Of course, the US, UK and France have all been proliferating to Israel with impunity – and the US continues to do so even today – and all these states are parties to the Non Proliferation Treaty (NPT) and members of the Nuclear Suppliers’ Group (NSG). Pakistan, on the other hand, is neither a member of the NPT nor of the NSG, so which law did Dr Khan break? Now that our Export Control Laws and NCA Ordinance are in place, the scenario has altered but legally what is Dr Khan being punished for? For making money by selling scientific information? If that be the case then if the NRO can dry clean all our corrupt politicians, why should a national hero – and he truly is – be punished for his human weaknesses?

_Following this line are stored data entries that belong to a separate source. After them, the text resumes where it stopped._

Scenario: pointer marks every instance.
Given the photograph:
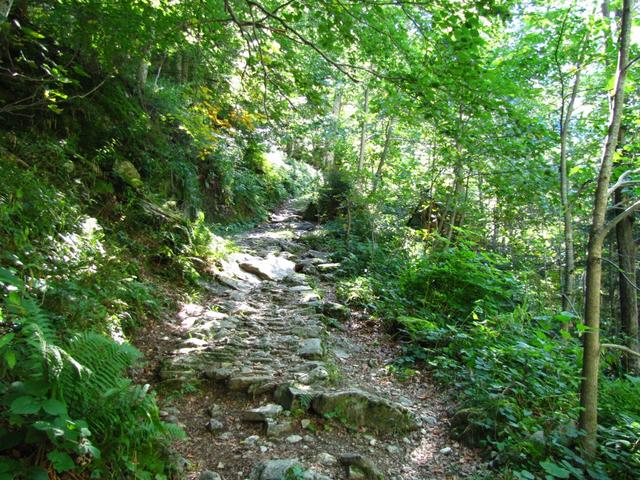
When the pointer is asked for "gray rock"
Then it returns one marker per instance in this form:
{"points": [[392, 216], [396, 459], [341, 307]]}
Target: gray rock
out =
{"points": [[293, 398], [214, 425], [311, 348], [214, 409], [278, 429], [263, 413], [311, 475], [250, 440], [209, 475], [335, 310], [538, 437], [318, 374], [360, 467], [275, 469], [431, 421], [218, 374], [327, 459], [245, 382], [362, 409], [327, 267], [272, 268]]}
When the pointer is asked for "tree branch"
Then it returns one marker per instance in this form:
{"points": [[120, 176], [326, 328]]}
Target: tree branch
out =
{"points": [[302, 38], [620, 347], [620, 182], [618, 218]]}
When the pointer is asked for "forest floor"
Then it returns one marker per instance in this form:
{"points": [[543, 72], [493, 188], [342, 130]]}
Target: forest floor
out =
{"points": [[263, 331]]}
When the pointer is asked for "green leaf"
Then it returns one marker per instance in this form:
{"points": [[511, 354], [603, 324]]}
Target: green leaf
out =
{"points": [[26, 405], [524, 475], [54, 407], [5, 339], [555, 470], [32, 33], [61, 461], [7, 467], [10, 358], [37, 473]]}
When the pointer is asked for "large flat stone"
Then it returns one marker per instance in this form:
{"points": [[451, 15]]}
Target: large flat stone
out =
{"points": [[246, 382], [263, 413], [358, 408], [311, 348]]}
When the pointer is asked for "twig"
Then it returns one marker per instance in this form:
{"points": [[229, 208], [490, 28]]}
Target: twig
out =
{"points": [[620, 347]]}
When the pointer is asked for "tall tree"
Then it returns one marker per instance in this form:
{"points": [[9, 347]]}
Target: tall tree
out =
{"points": [[599, 229]]}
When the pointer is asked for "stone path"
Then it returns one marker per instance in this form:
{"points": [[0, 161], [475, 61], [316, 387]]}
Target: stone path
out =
{"points": [[270, 379]]}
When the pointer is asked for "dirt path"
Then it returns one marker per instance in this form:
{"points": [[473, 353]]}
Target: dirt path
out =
{"points": [[263, 336]]}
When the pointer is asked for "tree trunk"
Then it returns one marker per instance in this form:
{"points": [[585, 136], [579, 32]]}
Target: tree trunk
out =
{"points": [[591, 340], [568, 284], [383, 156], [179, 67], [329, 150], [363, 129], [155, 80], [143, 73], [627, 281], [5, 8]]}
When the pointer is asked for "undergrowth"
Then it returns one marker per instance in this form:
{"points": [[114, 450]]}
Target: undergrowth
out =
{"points": [[105, 202], [512, 366]]}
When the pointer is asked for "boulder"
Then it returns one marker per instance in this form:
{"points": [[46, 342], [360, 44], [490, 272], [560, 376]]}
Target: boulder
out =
{"points": [[358, 408], [278, 429], [128, 172], [263, 413], [272, 268], [311, 348], [276, 469], [293, 398], [248, 382], [209, 475], [335, 310], [358, 466]]}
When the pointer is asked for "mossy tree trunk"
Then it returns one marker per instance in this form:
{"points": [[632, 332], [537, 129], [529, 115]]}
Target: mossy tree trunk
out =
{"points": [[599, 229]]}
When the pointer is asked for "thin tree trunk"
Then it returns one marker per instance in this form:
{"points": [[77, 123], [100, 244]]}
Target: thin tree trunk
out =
{"points": [[329, 152], [363, 129], [627, 282], [155, 80], [568, 284], [5, 8], [143, 73], [179, 67], [591, 340], [383, 156], [566, 112]]}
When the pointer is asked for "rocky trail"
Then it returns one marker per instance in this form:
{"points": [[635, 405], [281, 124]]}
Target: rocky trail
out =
{"points": [[271, 379]]}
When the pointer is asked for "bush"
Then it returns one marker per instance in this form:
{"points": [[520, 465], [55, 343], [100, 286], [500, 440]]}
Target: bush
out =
{"points": [[71, 400]]}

If the SPD feels Dr Khan’s utterances have damaged the country, why did it keep quiet when some of its own personnel on retirement immediately proceeded to the US and made some highly damaging remarks relating to our nuclear programme? And have revelations made in books by serving leaders been any less damaging? And what about the bizarre revelations by an Indian journalist in his book regarding the late Mohtarma Benazir’s visit to North Korea? Why is the state not pursuing legal action on that count, if as the PPP has claimed, these revelations are false? The big question is whether anyone in power in Pakistan has ever kept their silence in the larger interest of the country, even when they are not being pushed against a wall and abused as Dr Khan has been? The Official Secrets Act is a joke here as far as the ruling elite is concerned.
Finally, questions that continue to haunt in the North Korean context. Why would this country want centrifuges when it adopted the plutonium route for its nuclear weapons programme? Surely it would have been more interested in money for some military hardware?
Now our government is thinking of making public some information regarding the “Khan proliferation network”. This would be a most stupid and suicidal move – as inane as our earlier self-confessions – as it would harm Pakistan further, aid our detractors, while not undermining the majority of Pakistanis’ belief in Dr Khan as a hero. But then so far the state has never shown much wisdom in terms of safeguarding its national interests. Nothing has changed in that direction to date.